El partido oficial revivido y renovado

A principios de la década de los treinta, cuando el nombre del partido del gobierno era Nacional Revolucionario, PNR, apareció publicado en el Diario Oficial de la Federación un acuerdo presidencial gandalla, como ahora algunos dicen. En los términos de ese arbitrario ucase, la burocracia estaba obligada a aportar un día de salario en todos los meses que tuvieran 31 días para el sostenimiento de ese partido.

Como cada año tiene siete meses con 31 días, esto significa que el importe de una semana de sueldo de todos los empleados y funcionarios públicos iban a parar a las arcas de ese falso partido. Mejor prueba que ésta podrá haberla, sin duda, pero la que arriba se menciona deja en evidencia y de manera contundente que sí es un partido del gobierno. Y quien lo dude puede ver la prueba misma en el Diario Oficial.

Años después, siendo presidente de la República Lázaro Cárdenas, volvió a aparecer publicado en el mismo Diario Oficial otro Acuerdo del Ejecutivo, mediante el cual se adjudicó en propiedad a ese partido (que para entonces ya había cambiado de nombre para llamarse de la Revolución Mexicana, PRM, pero que en el fondo y por su naturaleza seguía siendo el mismo) un terreno del gobierno ubicado en la calle de Ejido, lo que hoy es prolongación de avenida Juárez en la Ciudad de México, para la construcción del edificio que albergara la sede de ese supuesto partido.

A mediados de la década de los setenta, el autor de estas líneas revisó los directorios telefónicos de Coahuila y encontró que en varias ciudades del estado aparecían en la sección amarilla, bajo la clasificación de “gobierno municipal”, las líneas telefónicas de las oficinas priistas.

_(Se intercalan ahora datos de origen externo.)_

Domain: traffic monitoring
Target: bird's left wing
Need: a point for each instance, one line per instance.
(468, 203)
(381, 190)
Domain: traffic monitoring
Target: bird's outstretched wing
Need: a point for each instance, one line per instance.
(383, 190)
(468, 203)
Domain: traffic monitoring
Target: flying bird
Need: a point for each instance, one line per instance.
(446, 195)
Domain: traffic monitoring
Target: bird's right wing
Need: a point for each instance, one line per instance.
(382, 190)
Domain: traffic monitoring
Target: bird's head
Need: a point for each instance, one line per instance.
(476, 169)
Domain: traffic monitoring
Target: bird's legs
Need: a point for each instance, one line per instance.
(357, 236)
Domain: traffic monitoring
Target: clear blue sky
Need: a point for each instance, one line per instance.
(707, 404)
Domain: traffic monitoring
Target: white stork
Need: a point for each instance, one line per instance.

Esto no significaba otra cosa que los respectivos contratos habían sido hechos por esos gobiernos y que el pago mensual del servicio corría a cargo de los mismos. Formulada la denuncia pública del caso con la aportación de la prueba correspondiente, al año siguiente hubo una reclasificación de esas líneas telefónicas. ¡Qué casualidad! Aunque como es de suponer y en efecto así fue, se trató sólo de un cambio cosmético, porque el pago lo siguieron haciendo los gobiernos municipales.

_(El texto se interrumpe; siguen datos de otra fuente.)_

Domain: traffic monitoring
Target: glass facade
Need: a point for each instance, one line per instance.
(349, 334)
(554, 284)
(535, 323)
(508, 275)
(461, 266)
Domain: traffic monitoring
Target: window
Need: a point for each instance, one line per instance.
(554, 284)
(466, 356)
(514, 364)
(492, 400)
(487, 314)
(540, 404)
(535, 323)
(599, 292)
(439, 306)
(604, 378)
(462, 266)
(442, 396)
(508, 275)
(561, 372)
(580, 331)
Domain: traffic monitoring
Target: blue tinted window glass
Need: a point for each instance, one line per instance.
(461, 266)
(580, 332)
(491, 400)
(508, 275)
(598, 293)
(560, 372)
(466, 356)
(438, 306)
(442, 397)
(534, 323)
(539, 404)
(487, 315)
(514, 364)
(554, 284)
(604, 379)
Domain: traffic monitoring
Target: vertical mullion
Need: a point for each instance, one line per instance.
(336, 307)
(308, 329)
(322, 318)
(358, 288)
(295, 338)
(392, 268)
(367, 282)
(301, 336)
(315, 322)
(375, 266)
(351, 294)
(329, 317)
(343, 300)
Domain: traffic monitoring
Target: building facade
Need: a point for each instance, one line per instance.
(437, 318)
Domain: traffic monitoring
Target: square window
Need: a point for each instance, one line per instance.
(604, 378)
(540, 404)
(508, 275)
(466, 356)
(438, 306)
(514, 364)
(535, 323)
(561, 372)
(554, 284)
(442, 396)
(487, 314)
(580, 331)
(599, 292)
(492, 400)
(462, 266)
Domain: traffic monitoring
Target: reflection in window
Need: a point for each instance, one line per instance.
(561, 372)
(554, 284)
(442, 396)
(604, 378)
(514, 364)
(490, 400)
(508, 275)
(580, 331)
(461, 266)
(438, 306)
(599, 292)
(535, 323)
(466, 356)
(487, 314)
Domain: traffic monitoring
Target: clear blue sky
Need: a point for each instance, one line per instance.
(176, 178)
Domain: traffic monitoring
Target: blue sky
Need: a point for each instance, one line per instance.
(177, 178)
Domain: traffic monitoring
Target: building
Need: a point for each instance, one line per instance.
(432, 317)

Más todavía, el local que desde hace muchos años ocupa el comité estatal del PRI en Guanajuato es propiedad del gobierno del Estado, y así aparece inscrito en el registro público de la propiedad. Bueno, pues a pesar que desde hace más de dos décadas Acción Nacional gobierna esa entidad, no ha sido posible desalojar a ese partido del inmueble. Cada vez que se ha intentado reacciona el PRI con mil argucias legales y recurre con virulencia al chantaje político.

Para el proceso electoral de 1978, me tocó elaborar el proyecto de programa municipal para Torreón presentado por Acción Nacional. Recuerdo que algunos conocidos, burócratas al servicio del ayuntamiento, me habían comentado con insistencia que algo debería hacer el PAN para que se suspendiera la cuota que arbitrariamente les descontaban para el sostenimiento del PRI. Así tal cual se incluyó en la plataforma panista, el punto fue objeto de amplia difusión durante la campaña y todo parece indicar, porque en esa ocasión se ganó aunque no se respetó el triunfo panista, que la propuesta cosechó abundantes votos entre la burocracia municipal.

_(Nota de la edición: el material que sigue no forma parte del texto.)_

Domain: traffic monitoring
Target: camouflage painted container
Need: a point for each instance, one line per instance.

Lo anterior viene al caso porque se acaba de denunciar que el ayuntamiento priista de Torreón, de acuerdo a información oficial publicada por éste mismo en su página de Internet, entre enero y abril del año en curso hizo pagos electrónicos al PRI y a su Fundación Colosio por 1 millón 148 mil pesos.

Los funcionarios municipales priistas han alegado que no es dinero del gobierno en sí, sino descuentos que hacen a 803 trabajadores de confianza por el equivalente al 3.5 por ciento del salario de éstos. El espacio se ha agotado, pero es claro que el tema amerita ser comentado en una próxima entrega.